I have twice requested a room change. The first time was in a Best Western in Oklahoma where I stopped for the night in the middle of a horrid rainstorm on a roadtrip to Texas. They were pretty full and I obviously didn’t have a reservation. I got to the room and it hadn’t been cleaned after the previous guests had checked out. The second was a ground floor room that had bugs everywhere. Big bugs. In both cases, the front desk was perfectly pleasant and took care of me right away.

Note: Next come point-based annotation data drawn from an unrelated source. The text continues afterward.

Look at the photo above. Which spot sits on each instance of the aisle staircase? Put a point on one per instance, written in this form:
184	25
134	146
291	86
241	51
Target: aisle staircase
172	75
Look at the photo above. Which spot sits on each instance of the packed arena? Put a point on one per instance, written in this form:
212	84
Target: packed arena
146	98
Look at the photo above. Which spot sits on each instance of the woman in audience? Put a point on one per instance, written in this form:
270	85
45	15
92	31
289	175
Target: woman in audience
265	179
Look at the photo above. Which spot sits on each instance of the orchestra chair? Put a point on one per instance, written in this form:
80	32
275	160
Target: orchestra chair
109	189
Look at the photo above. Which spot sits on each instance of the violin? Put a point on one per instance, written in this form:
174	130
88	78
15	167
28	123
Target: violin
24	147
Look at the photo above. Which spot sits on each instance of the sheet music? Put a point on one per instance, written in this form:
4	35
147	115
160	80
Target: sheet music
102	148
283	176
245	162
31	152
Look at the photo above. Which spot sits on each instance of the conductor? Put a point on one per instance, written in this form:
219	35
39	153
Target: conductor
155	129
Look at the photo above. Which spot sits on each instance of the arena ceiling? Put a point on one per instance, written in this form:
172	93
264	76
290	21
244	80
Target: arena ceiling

I can only remember once being overtly snotty to a hotel employee. It was the shipping department of Caesar’s Palace and they had lost my meeting materials box. I regret being short with the staff, and I apologized for it to the Manager that was finally called. Incidentally, he didn’t accept that the hotel was responsible for the loss and wouldn’t even comp us for the copies we made in trying to recreate the contents.
The point here is that we seem to have fallen into a pattern of mentally dehumanizing service employees. Retail, restaurant and hospitality staff have exhausting gigs and while I don’t approve of passive-aggressive behavior, I certainly don’t think they need to be doing any favors for customers that don’t appreciate them. So personally, I will be slapping a smile on my face and saying “Please” and “Thank you” to everyone I see behind a counter. And saving my glares for the jerks that bogart the overhead bins.